One telltale sign of an aquatic eruption is a surfeit of pumice drifting to the surface. The porous rocks are buoyant because gas bubbles get trapped when scalding lava meets the water. When enough of these pockmarked rocks bob in tandem, they form unmoored islands. One of the biggest of these took shape in 2012, when a volcano called Havre, northeast of New Zealand, spit out a pumice raft measuring 150 square miles—roughly the size of the Isle of Wight.

The surface evidence pointed to a big event on the seafloor, and researchers wanted a closer look. “We knew it was a large-scale eruption, approximately equivalent to the biggest eruption we’ve seen on land in the 20th century,” said Rebecca Carey, a volcanologist at University of Tasmania, in a statement.

Exactly how submarine volcanoes operate, and how they differ from ones on land, remains a bit of a puzzle. It’s relatively unusual for scientists to visit an underwater site soon after eruption.
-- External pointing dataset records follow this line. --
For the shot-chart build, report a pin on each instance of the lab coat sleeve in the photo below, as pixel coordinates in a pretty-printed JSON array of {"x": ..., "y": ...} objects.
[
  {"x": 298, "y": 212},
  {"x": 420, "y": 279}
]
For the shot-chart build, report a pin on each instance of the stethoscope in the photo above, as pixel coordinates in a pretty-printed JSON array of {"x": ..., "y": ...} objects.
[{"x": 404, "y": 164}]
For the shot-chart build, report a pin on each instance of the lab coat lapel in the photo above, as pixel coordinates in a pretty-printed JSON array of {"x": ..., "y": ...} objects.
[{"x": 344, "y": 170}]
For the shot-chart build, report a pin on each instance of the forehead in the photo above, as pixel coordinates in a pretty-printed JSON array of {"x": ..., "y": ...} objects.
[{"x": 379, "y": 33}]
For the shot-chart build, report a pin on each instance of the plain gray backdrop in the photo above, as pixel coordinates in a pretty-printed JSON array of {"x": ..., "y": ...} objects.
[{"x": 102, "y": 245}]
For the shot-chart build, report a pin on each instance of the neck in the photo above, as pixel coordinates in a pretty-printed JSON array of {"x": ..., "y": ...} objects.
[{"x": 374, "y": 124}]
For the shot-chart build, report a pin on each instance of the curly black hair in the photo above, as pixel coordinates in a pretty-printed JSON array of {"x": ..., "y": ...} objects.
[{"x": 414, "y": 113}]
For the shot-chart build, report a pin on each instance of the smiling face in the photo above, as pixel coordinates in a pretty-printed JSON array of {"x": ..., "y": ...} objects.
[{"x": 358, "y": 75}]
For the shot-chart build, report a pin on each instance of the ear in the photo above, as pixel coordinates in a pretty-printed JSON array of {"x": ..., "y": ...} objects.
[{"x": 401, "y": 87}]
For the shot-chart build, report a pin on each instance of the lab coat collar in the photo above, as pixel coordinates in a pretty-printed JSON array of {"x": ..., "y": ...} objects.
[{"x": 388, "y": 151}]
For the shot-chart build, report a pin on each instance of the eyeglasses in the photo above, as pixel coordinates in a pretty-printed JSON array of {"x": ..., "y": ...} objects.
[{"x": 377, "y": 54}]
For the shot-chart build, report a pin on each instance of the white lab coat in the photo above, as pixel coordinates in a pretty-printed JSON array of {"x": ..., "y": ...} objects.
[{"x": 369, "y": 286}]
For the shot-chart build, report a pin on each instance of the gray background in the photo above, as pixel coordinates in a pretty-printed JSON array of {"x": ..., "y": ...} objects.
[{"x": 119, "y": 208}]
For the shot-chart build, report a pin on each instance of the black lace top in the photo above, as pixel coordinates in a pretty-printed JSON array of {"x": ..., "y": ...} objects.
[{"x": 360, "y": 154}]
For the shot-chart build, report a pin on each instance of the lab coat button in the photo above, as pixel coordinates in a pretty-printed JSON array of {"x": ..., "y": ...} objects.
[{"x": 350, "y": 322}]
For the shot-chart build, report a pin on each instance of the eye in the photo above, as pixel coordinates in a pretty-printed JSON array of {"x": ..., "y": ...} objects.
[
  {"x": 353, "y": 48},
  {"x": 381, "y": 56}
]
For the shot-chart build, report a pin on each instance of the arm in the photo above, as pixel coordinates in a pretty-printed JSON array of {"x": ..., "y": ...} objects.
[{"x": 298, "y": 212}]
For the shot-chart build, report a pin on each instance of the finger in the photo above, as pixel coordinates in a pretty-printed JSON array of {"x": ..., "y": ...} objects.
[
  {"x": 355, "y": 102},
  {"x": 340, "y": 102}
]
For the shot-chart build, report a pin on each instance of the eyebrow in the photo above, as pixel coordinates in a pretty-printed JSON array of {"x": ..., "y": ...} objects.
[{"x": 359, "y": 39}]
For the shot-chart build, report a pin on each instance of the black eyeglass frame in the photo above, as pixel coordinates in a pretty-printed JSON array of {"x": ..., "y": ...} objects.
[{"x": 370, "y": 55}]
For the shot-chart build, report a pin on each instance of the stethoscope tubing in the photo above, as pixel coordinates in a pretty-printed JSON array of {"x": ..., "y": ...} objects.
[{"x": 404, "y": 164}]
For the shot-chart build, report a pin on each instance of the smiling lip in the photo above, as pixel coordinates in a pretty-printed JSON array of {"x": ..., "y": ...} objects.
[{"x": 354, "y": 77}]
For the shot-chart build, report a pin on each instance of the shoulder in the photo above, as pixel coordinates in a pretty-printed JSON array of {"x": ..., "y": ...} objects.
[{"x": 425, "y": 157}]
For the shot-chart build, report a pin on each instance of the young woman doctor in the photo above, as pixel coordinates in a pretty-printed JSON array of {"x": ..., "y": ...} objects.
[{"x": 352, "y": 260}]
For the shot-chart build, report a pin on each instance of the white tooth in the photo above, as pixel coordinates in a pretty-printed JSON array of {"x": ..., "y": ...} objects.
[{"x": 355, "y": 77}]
So, in 2015, with support from the National Science Foundation, Carey and other researchers from the Woods Hole Oceanographic Institution, University of Tasmania, University of California Berkeley, and University of Otago in New Zealand boarded a research vessel and dispatched an autonomous underwater vehicle (AUV) and a robot named Jason over 2,000 feet down to map portions of the three-mile caldera and its crater.

A remotely operated robot touches down on the seafloor to explore Havre.
A remotely operated robot touches down on the seafloor to explore Havre. Multidisciplinary Instrumentation in Support of Oceanography (MISO) Facility, ©Woods Hole Oceanographic Institution

In a new paper in the journal Science Advances, the researchers conclude that the evidence left behind on the ocean floor isn’t necessarily a good proxy for the magnitude of an undersea explosion. They determined that Havre spewed ash, lava domes, and seafloor lava flows, and was comparable to the 1980 eruption of Mount St. Helens, whose column unloaded ash across 11 states.

In the case of Havre, though, a lot of this physical evidence drifted away, and washed up on beaches. (Still, the stuff that did stay put is pretty remarkable: One researcher noted that the AUV’s reading showed such big bumps on the seafloor—some the size of vans—that he initially assumed the sonar was glitching.)

On land, eruptions of that magnitude can wreak a sizable toll on the surrounding ecosystem. When Mount St. Helens blew, the explosion uprooted trees in a “blowdown zone” reaching 143 square miles. Blankets of ash choked out plants and animals, and the scorched landscape was still rebounding three decades on. Carey told Newsweek that this research lays the groundwork for future investigations into the long ecological tail of underwater eruptions. There’s much more to learn about what happens when harsh conditions become even less hospitable.